In addition, reliance on p value magnitude as an index of strength of the difference should be either bolstered with more discussion or removed.
We discussed the general issue (see above), but otherwise followed the suggestion to remove the points in question. The introduced changes do not affect the overall interpretation.
The authors should also clarify exactly what the box and whisker plots represent, including the dots that appear above/below the bars. Indeed, individual data points should be provided in figures where possible.
We included the description of the box and whisker plot in the Materials and methods section, as well as in the first figure where they appear. We also redrew the figures to show all data points. In the box-whisker plots, as introduced by Tukey, (1977), upper and lower hinges indicate first and third quartiles. The upper whisker extends from the hinge to the largest value no further than 1.5 times the interquartile range (IQR, a distance between the first and third quartiles); the lower whisker extends from the hinge to the smallest value at most 1.5 times IQR. Data beyond the end of the whiskers are called “outlying” points and are plotted individually.

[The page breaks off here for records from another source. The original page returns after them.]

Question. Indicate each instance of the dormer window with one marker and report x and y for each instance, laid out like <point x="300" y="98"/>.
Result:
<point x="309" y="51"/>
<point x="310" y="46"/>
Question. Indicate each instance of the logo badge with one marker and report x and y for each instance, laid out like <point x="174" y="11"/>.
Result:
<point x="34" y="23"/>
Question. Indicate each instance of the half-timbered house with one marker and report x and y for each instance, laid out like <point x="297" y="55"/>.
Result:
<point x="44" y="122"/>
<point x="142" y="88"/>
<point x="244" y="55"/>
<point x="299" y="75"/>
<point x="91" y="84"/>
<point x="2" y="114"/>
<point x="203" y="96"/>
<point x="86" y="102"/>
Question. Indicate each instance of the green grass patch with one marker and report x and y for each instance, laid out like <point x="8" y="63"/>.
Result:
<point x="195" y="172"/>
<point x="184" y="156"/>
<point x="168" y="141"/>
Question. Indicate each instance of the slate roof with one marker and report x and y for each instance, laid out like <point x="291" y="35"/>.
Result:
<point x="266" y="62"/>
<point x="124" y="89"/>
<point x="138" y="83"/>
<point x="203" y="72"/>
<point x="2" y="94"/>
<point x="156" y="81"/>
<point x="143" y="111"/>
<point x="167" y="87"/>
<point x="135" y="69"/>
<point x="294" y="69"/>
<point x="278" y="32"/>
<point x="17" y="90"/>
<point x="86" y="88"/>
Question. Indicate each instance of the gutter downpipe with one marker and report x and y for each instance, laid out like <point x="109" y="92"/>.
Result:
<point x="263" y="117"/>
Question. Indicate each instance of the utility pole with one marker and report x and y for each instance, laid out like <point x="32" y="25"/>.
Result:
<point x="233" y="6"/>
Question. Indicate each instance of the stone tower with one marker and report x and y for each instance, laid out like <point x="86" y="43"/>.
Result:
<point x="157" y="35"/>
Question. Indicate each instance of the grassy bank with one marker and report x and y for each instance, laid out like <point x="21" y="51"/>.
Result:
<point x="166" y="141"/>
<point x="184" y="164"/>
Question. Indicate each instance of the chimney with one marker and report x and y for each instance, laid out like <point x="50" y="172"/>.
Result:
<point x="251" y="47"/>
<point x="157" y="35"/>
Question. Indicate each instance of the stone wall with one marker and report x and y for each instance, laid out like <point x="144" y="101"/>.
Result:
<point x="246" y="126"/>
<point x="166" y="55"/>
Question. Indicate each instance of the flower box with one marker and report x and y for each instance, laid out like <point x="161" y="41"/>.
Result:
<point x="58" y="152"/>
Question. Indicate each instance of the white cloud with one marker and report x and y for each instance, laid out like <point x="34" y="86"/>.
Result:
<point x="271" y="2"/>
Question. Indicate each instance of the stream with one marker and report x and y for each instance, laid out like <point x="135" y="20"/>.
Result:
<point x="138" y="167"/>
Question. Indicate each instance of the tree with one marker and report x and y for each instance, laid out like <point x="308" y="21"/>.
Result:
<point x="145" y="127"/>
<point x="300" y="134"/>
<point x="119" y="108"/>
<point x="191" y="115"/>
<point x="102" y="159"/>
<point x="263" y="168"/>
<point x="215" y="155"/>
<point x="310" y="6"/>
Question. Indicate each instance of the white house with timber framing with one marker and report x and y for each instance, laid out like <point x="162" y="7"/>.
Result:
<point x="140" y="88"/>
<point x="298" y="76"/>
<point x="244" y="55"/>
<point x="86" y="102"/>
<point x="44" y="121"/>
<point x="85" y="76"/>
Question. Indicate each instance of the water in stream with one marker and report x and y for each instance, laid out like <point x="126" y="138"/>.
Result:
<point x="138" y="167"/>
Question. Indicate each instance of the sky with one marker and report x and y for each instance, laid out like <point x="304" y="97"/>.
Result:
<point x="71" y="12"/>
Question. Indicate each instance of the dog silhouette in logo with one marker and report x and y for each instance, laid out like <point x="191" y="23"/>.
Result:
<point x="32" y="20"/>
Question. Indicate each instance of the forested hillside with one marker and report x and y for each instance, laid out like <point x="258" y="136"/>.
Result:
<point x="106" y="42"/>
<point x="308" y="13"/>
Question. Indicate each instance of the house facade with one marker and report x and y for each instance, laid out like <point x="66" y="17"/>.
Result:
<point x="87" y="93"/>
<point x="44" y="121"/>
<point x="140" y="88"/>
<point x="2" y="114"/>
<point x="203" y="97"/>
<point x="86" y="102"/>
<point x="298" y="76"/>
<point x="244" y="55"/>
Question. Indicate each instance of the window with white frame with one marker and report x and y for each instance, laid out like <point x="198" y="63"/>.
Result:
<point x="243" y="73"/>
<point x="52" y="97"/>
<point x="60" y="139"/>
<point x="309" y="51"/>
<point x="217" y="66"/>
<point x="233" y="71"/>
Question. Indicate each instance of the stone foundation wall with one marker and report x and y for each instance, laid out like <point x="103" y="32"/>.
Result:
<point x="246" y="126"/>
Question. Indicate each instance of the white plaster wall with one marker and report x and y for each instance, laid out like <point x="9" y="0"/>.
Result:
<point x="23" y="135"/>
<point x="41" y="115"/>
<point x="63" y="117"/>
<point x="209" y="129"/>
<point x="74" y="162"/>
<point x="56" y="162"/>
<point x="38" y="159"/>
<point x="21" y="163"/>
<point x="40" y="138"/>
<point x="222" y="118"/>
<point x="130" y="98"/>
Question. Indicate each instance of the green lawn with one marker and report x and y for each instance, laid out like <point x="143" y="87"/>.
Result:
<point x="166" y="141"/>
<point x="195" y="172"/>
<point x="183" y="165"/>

If symbol for statistical significance is indicated in figure, this should be large enough to be seen and also mentioned in legend. Currently asterisk is only in legend for Figure 7.
We included the explanation in each figure legend and improved readability.
Given the importance of strain to individuality research, in methods clarify whether these are indeed C57BL/6J (J=bred at Jackson Labs and shipped via Janvier) or a substrain that has established breeding Janvier. In text, avoid use of C57BL/6, since JAX states this does not exist (https://www.jax.org/news-and-insights/jax-blog/2016/june/there-is-no-such-thing-as-a-b6-mouse).
We indeed used C57BL/6JRj, bred by JAX and purchased from Janvier. We corrected and specified the related information in Materials and methods section, and in the Introduction. Thank you for pointing this out.
What is the specificity of the ENR effects? The authors state ENR "generally does not increase variability" but "is a [ed. not "the"] tool of choice to investigate the bases of individualization". The authors are encouraged to be clear in the discussion about whether they think ENR is a good tool for promoting individuality or not.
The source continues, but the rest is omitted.